Um ponto que não poderia ficar de fora de um livro de Morrison é sua antológica briga com Alan Moore, autor de Watchmen, V de Vingança e outras séries de renome. O escocês Morrison é nitidamente fã do trabalho de Alan Moore e tem que fazer um verdadeiro contorcionismo verbal ao elogiá-lo ao mesmo tempo em que o critica: “Alan Moore era autodidata, ambicioso, de uma inteligência feroz e extravagante, e o maior truque no seu arsenal de grandes truques era parecer totalmente inovador, como se não houvesse história dos quadrinhos anterior ao seu surgimento”.
A eterna inimizade entre os dois rende alguns dos melhores momentos do livro, como quando Alan Moore diz que a graphic novel Asilo Arkhan, de Morrison, é “cocô embrulhado em ouro” e Morrison afirma que Watchmen é “um poema colegial de 300 páginas”.
Também vale destacar os trechos com as esquisitices de Morrison, como a fase em que ele praticava magia do caos vestido de travesti. Ou a vez em que ele mascou haxixe e se sentiu abduzido por extraterrestres que lhe revelaram o segredo do universo – segredo que ele, gentilmente, compartilha com os leitores do livro.
Não se espere isenção de Morrison. Ele alfineta desafetos (como Moore), antigos amigos (como Mark Millar) e simplesmente ignora quem é da turma de Alan Moore, como Neil Gaiman, que merece apenas uma pequena menção na obra. Além disso, embora a Marvel rivalize com a DC na criação de mitos, ele se concentra muito mais nos heróis da DC, provavelmente reflexo de sua traumática passagem pelo título X-men.
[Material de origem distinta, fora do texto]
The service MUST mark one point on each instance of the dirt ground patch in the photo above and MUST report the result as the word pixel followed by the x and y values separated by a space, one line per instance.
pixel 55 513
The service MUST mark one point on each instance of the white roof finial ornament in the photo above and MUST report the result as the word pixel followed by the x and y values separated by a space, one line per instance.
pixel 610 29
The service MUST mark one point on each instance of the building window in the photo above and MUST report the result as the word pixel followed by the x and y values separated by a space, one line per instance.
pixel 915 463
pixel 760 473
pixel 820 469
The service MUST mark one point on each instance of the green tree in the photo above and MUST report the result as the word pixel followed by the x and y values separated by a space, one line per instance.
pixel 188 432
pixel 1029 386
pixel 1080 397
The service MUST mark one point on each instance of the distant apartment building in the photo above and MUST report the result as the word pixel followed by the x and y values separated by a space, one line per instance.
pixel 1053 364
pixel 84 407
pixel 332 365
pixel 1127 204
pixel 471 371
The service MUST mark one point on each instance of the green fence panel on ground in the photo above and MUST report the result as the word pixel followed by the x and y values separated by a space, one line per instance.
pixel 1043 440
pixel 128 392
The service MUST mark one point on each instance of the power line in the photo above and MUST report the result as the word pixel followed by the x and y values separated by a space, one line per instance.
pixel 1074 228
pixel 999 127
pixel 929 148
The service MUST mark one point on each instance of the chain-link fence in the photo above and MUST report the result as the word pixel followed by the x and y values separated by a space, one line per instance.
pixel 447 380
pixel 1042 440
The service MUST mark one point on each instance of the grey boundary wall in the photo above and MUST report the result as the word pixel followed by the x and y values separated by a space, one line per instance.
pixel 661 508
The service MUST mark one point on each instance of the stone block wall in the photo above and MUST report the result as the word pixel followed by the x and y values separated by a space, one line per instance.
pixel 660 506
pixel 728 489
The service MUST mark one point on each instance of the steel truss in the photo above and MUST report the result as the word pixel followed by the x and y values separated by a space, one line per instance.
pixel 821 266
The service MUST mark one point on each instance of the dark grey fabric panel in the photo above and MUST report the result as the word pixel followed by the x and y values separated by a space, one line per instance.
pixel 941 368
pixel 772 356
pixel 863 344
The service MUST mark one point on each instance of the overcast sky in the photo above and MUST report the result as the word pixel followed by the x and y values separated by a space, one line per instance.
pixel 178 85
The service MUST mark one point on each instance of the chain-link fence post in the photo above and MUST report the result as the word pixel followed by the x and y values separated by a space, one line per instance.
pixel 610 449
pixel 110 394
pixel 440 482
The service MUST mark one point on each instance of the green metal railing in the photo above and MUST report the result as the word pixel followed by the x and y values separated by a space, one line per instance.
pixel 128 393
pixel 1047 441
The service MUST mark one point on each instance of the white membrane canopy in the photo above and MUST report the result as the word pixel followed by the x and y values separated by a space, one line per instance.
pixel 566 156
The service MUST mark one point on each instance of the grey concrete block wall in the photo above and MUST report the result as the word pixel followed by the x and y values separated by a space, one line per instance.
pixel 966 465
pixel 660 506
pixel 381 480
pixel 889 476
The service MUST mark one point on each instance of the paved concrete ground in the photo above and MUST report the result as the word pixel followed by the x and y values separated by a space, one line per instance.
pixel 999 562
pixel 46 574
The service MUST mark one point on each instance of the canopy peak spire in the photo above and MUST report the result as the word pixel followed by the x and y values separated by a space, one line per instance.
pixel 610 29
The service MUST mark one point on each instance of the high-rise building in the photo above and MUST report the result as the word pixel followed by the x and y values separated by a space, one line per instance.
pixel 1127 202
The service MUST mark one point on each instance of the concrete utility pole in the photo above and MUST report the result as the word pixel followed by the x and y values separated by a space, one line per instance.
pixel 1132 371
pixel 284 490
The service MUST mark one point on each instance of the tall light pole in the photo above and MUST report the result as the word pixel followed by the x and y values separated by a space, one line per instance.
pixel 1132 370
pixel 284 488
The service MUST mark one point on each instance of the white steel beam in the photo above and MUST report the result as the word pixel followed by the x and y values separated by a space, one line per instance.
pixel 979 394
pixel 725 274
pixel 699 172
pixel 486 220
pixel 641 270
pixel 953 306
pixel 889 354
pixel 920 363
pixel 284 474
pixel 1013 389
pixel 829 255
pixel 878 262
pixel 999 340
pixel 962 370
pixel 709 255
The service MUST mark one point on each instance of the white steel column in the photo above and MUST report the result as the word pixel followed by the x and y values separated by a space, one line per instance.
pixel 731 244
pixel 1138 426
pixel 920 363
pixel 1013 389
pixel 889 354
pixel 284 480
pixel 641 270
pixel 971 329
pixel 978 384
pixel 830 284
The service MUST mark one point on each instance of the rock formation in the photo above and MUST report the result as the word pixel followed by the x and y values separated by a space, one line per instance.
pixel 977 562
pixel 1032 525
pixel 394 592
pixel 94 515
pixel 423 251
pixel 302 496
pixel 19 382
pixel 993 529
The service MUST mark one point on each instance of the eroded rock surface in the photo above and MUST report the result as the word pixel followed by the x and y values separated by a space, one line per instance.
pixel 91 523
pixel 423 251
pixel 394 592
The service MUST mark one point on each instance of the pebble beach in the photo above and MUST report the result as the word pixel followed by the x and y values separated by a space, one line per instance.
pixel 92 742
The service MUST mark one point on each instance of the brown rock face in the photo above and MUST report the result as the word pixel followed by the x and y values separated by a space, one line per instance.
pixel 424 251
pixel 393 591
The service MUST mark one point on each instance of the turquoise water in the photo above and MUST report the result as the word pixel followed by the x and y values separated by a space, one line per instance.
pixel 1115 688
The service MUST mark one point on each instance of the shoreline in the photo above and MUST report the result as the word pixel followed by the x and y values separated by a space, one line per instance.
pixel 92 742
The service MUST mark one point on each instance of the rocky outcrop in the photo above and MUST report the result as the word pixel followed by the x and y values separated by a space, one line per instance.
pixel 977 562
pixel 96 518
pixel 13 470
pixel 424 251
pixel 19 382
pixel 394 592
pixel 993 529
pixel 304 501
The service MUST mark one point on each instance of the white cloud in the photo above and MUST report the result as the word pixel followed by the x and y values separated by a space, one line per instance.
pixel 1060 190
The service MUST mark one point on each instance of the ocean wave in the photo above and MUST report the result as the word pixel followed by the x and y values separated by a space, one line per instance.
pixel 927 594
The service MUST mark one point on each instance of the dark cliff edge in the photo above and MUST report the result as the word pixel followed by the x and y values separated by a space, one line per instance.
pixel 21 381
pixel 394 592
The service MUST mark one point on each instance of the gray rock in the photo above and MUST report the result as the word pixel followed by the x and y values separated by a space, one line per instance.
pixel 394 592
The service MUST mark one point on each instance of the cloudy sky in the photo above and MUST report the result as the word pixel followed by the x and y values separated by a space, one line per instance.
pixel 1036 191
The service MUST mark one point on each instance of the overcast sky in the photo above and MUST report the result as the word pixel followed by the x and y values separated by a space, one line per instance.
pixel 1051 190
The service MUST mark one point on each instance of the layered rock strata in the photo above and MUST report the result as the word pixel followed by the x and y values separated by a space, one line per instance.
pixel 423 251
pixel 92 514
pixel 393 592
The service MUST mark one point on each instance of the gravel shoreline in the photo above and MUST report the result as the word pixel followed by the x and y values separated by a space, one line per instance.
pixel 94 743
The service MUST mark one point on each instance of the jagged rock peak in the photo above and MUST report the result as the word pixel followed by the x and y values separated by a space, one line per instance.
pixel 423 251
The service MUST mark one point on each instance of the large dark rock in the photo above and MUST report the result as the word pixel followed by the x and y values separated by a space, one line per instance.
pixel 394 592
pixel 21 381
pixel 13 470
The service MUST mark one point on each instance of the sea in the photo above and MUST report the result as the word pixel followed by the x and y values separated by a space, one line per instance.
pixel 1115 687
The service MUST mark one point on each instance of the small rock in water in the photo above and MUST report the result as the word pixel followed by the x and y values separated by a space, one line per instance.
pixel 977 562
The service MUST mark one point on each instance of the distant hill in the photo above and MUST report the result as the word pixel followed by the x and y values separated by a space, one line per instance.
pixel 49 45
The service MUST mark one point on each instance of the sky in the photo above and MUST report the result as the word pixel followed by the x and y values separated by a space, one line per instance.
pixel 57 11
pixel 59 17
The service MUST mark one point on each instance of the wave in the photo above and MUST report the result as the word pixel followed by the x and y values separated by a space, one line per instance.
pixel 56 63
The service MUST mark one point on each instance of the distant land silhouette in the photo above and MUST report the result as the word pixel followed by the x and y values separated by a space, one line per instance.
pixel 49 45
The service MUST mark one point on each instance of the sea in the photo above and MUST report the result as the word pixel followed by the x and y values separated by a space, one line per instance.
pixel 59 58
Um ponto positivo da edição brasileira é que ela é traduzida por Érico Assis, jornalista especializado em quadrinhos, que sabe do que Morrison está falando. Isso evitou, por exemplo, que nomes de personagens fossem traduzidos de maneira diferente da usual no Brasil.
Um ponto negativo é a capa nacional, um assunto que não poderia ser ignorado em qualquer resenha mais séria. A capa original emula uma sequência de quadrinhos, com um planeta sendo destruído, um foguete sendo enviado ao espaço e o pequeno Karl-El sendo achado pelos Kents. O título e o crédito são distribuídos de maneira elegante entre os quadros. A edição nacional deixou a elegância de fora. Ela é dominada por um título que surge de um rasgão, em letras garrafais, lembrando o cartaz do Superman da década de 1970, com um fundo de estrelas. A capa original é lembrada apenas pela parte de baixo, em que aparecem um homem e uma mulher. Sem a sequência é muito difícil deduzir que são Martha e Jonathan Kent e que eles estão achando o superbebê. Espera-se que a capa seja repensada para a próxima edição. Afinal, Superdeuses é leitura obrigatória para fãs de quadrinhos e pessoas que desejam entender o fenômeno de super-heróis.